Já a proporcionalidade deve ser interpretada como a adequação entre a falta cometida e a punição aplicada.
A unicidade da punição ou vedação do bis in idem significa que a mesma situação só pode ser punida uma única vez.
Por fim, a isonomia preceitua que a mesma falta deve ser tratada com o mesmo rigor e penalidade. Assim, caso dois empregados se envolvam em uma briga, com culpas recíprocas, por exemplo, devem sofrer idêntica punição.
Além desses critérios, indicados na doutrina e na jurisprudência, a aplicação de advertências e suspensões se encontra em um limbo jurídico.

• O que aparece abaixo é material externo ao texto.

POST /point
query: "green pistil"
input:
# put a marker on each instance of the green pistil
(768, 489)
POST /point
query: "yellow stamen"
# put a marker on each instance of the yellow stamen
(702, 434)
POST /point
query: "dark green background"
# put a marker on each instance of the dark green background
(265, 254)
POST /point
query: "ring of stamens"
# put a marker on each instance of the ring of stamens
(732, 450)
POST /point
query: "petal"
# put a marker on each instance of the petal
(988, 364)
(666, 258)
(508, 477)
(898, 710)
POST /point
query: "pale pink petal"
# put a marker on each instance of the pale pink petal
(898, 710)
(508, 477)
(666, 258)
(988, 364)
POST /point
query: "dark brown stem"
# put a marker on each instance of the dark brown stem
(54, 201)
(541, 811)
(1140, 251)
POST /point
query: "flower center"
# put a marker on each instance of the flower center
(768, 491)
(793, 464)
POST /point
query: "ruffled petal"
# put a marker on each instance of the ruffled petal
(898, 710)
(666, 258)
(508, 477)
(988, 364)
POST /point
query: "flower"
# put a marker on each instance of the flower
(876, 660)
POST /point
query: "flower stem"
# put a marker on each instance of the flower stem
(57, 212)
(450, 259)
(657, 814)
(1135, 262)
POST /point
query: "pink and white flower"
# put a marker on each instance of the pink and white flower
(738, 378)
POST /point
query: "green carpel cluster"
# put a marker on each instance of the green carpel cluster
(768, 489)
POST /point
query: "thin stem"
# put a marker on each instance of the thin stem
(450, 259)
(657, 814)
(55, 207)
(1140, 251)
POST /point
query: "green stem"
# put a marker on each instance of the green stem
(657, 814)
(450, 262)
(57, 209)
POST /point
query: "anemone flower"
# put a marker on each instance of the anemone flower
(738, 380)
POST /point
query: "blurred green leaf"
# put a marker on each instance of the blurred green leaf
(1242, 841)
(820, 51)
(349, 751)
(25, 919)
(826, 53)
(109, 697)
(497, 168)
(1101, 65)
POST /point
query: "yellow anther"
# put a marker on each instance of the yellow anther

E, neste ponto, surgem os instrumentos de compliance para estabelecer padrões de conduta e critérios punitivos dotados de transparência na relação trabalhista.
Através de um código de conduta, por exemplo, o empregador pode definir diversos contornos comportamentais exigidos do seu empregado, como postura de atendimento a clientes, padrões de vestimentas e apresentação ao trabalho, vedações de atitudes no ambiente laborativo, entre outros.
Evidentemente, os critérios estipulados devem ser razoáveis e exigíveis no ambiente laborativo, respeitando os direitos de personalidade e dignidade dos colaboradores.
Ainda, os códigos de conduta poderão estabelecer quais faltas acarretam advertências ou suspensões, quais períodos para punição e critérios de apuração e investigação de condutas faltosas, trazendo balizas objetivas e facilmente aferíveis para a relação trabalhista.
A elaboração de tais balizas facilita a gestão de recursos humanos no local de trabalho, padronizando o tratamento aos colaboradores e imprime caráter de transparência na utilização do poder disciplinar.
Mais, tais ferramentas servem para demonstrar os valores éticos da empresa perante a sociedade e que não compactuam com eventuais faltas cometidas por seus colaboradores, o que aumenta seu prestígio e valor no mercado.
Inúmeras situações prejudiciais à imagem das empresas poderiam ser evitadas ou ao menos mitigadas pelo uso de ferramentas de conformidade e integridade, evitando o desperdício de recursos financeiros e sociais. Daí a necessidade de compliance nas empresas, inclusive para fins de adequação de relações de trabalho.
Referências bibliográficas
BRASIL. Consolidação das Leis Trabalhistas. Disponível em: <http://www.planalto.gov.br/ccivil_03/decreto-lei/del5452.htm> o em: 23/11/2020.
_______. Constituição Federal. Disponível em: <http://www.planalto.gov.br/ccivil_03/constituicao/constituicao.htm> o em: 23/11/2020.
_______. Tribunal Superior do Trabalho. Recurso de Revista nº 1001473-32.2017.5.02.0291. 3ª Turma, relator ministro Alexandre de Souza Agra Belmonte, DEJT 09/04/2021
NASCIMENTO, Amauri Mascaro Curso de direito do trabalho: história e teoria geral do direito do trabalho: relações individuais e coletivas do trabalho / Amauri Mascaro Nascimento. — 26. ed. — São Paulo: Saraiva, 2011.